Il difensore rileva, in particolare, che l’applicazione della continuazione tra il delitto per il quale AM è stato arrestato in flagranza e condannato e quello per cui si procede in questa sede comporterebbe l’irrogazione di una pena inferiore ai limiti di cui all’art. 275 cod. proc. pen.
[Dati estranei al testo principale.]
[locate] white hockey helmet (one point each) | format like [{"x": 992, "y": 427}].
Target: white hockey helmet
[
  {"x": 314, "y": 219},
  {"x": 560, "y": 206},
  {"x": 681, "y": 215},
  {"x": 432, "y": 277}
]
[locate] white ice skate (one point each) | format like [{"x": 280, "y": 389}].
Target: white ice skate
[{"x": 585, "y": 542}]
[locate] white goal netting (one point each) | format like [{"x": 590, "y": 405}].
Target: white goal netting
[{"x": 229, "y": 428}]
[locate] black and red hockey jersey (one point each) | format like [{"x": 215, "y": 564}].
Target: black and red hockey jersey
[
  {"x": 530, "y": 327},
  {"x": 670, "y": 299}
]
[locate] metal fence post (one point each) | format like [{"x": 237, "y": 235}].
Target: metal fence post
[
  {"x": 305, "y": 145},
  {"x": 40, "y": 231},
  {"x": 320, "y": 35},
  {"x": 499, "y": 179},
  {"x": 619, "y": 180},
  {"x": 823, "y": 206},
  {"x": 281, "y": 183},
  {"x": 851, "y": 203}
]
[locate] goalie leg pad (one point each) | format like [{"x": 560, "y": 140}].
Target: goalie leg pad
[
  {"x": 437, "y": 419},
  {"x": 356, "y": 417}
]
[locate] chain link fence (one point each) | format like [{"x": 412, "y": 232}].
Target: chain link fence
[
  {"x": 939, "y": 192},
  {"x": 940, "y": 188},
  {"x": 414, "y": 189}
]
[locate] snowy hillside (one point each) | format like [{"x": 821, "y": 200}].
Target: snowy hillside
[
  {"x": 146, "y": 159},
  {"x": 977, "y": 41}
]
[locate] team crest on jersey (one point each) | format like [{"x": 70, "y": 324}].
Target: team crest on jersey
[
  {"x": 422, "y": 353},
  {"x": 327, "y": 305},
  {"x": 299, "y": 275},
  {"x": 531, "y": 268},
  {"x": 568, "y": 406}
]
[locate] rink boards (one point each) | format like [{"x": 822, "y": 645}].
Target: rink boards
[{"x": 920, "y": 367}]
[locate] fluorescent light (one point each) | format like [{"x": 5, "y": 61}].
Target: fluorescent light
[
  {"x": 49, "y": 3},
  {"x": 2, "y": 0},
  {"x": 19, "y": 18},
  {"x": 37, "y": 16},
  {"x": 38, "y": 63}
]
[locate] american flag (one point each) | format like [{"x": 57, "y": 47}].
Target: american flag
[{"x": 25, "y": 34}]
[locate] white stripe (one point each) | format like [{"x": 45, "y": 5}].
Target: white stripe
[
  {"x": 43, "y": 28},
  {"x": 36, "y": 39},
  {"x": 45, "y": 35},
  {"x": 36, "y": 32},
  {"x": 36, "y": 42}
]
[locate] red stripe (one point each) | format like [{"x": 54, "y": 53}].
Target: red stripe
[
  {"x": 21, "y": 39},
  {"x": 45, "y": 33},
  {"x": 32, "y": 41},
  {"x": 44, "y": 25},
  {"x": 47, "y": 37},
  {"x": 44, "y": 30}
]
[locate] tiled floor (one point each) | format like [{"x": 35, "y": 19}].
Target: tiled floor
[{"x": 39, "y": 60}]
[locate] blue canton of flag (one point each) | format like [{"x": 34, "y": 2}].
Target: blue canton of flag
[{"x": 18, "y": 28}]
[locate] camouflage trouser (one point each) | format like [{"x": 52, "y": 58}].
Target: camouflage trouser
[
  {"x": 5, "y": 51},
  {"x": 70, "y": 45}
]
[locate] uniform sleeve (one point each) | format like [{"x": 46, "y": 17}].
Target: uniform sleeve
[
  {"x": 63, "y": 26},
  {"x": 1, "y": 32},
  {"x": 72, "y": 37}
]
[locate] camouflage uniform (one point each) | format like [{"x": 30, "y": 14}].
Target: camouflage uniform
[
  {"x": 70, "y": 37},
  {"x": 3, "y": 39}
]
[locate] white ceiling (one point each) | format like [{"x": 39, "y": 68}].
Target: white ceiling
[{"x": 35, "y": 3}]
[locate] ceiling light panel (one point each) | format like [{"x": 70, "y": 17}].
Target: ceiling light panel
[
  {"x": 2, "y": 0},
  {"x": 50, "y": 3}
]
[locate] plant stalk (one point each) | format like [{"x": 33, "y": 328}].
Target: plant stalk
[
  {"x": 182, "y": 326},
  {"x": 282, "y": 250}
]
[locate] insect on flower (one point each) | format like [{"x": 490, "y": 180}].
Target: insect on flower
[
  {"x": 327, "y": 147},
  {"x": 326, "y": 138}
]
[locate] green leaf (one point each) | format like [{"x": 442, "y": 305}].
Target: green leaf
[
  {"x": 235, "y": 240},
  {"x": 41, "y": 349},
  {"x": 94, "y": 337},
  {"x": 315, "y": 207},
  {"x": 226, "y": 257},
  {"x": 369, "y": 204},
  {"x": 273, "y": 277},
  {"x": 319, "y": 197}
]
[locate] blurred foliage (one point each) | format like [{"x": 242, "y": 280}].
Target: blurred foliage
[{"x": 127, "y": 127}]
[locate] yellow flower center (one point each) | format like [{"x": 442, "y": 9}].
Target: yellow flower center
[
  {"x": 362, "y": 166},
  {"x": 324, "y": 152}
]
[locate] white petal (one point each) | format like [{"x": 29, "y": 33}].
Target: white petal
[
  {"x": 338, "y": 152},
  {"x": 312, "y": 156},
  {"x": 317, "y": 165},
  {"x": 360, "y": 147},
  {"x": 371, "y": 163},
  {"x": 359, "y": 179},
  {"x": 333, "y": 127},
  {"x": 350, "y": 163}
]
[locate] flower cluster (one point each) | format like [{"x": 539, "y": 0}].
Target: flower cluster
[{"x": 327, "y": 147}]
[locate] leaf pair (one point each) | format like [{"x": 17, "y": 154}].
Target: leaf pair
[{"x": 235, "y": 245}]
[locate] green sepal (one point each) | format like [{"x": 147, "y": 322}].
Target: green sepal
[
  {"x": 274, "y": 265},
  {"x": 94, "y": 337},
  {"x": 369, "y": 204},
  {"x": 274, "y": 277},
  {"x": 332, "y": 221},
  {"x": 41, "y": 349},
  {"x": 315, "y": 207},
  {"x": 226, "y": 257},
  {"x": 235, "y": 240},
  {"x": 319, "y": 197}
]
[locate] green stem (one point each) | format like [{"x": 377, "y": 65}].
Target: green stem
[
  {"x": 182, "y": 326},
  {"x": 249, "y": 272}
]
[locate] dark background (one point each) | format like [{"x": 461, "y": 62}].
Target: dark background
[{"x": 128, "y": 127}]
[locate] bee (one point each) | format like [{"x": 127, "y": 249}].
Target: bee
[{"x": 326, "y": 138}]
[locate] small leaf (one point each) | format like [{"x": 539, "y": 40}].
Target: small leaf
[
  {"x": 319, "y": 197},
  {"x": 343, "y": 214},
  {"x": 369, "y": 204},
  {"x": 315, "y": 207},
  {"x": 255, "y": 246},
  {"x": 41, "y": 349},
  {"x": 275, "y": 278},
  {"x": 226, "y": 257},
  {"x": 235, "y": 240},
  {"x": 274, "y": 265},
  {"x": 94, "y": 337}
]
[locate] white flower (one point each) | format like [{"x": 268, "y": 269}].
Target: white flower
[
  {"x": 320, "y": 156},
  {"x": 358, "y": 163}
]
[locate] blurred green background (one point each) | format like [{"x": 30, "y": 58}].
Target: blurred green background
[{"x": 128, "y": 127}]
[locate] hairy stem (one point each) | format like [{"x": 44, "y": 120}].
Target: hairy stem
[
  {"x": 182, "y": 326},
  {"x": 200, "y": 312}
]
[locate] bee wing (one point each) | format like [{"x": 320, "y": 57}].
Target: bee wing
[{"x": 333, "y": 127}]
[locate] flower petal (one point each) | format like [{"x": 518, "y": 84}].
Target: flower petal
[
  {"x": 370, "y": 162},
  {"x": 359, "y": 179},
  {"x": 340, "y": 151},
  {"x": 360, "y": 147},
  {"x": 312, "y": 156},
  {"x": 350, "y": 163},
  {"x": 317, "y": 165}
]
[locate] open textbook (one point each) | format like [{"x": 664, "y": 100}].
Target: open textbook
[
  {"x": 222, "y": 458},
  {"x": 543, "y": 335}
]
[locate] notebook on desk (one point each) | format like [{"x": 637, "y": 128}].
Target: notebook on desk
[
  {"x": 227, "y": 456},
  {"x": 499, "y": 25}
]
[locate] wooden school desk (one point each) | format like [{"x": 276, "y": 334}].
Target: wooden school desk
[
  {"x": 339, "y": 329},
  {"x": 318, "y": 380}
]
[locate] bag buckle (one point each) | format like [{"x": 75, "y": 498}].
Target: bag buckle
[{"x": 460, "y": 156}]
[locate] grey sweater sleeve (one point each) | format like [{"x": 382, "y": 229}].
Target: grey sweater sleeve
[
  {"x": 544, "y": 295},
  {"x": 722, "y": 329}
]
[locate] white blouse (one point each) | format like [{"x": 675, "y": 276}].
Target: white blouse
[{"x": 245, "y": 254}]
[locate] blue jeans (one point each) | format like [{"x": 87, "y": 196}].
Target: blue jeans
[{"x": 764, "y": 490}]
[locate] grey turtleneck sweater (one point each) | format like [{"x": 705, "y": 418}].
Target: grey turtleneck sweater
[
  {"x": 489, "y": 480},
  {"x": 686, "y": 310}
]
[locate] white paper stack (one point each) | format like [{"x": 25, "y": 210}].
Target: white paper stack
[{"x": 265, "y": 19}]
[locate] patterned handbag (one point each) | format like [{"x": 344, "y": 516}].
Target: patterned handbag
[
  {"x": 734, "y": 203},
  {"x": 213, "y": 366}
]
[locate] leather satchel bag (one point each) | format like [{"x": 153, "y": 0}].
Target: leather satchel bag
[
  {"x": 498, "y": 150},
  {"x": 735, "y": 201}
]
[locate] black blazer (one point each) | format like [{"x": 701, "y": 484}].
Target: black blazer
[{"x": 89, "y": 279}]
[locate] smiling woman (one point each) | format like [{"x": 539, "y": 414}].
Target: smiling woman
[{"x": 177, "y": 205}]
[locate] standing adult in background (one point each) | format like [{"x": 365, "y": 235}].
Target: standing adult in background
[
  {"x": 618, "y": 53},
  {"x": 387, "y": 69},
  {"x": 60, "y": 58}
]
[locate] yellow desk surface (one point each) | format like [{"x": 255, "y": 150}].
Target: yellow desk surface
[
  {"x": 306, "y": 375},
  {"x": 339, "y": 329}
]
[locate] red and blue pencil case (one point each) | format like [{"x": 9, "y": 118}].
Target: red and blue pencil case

Il Tribunale del riesame, tuttavia, avrebbe illegittimamente rimesso questa valutazione al giudice del merito.
Decisione della Corte di cassazione
Il motivo è fondato.
Il Tribunale ha escluso di poter formulare una prognosi di applicabilità della continuazione tra il delitto per il quale AM è stato condannato e quelli per i quali si procede in questa sede, con riferimento al mancato superamento della pena di tre anni ai sensi dell’art. 275, comma 2-bis, cod. proc. pen., in quanto questa prognosi è rimessa al giudice del merito ed è estranea alla cognizione del Tribunale del riesame.
Questo argomento è, tuttavia, giuridicamente errato in diritto.
Difatti, in tema di misure cautelari, ai fini del computo della pena concretamente irrogabile, previsto dall’art. 275, comma 2-bis, cod. proc. pen., è necessario considerare gli aumenti di pena conseguenti al cumulo materiale o giuridico e relativi a tutti i reati cui si riferisce la misura, mentre la disposizione dell’art. 278, cod. proc. pen., secondo cui non si tiene conto della continuazione per la determinazione dei limiti di pena entro i quali è consentita l’applicazione della misura cautelare, si riferisce alla determinazione dei limiti edittali previsti in astratto per l’applicazione delle misure cautelari (si veda Sez. 6, n. 9438 del 29/01/2019, Rv. 275289-01, fattispecie in cui la Corte ha rigettato il ricorso proposto avverso la misura cautelare in carcere disposta in relazione a plurimi reati di evasione, sul presupposto che per effetto della continuazione e della conseguente possibilità di aumentare la pena base fino al triplo, il giudice di merito aveva correttamente ritenuto irrogabile, all’esito del giudizio, una pena superiore a tre anni di reclusione).
Nel caso di specie la prognosi di applicabilità del regime della continuazione tra i reati per i quali si procede e quello, già giudicato, per il quale è intervenuto l’arresto, non è stata operata dal Tribunale ed è astrattamente favorevole al ricorrente, in quanto gli episodi di cui si controverte sono stati commessi in un ristretto lasso di tempo e per l’ultimo episodio il ricorrente è stato condannato alla pena di un anno e dieci mesi di reclusione.
Questa prognosi deve, dunque, essere operata dal Tribunale del riesame in conformità al disposto dell’art. 275 comma 2-bis, cod. proc. pen.
Annulla pertanto l’ordinanza impugnata e rinvia per nuovo giudizio al Tribunale competente.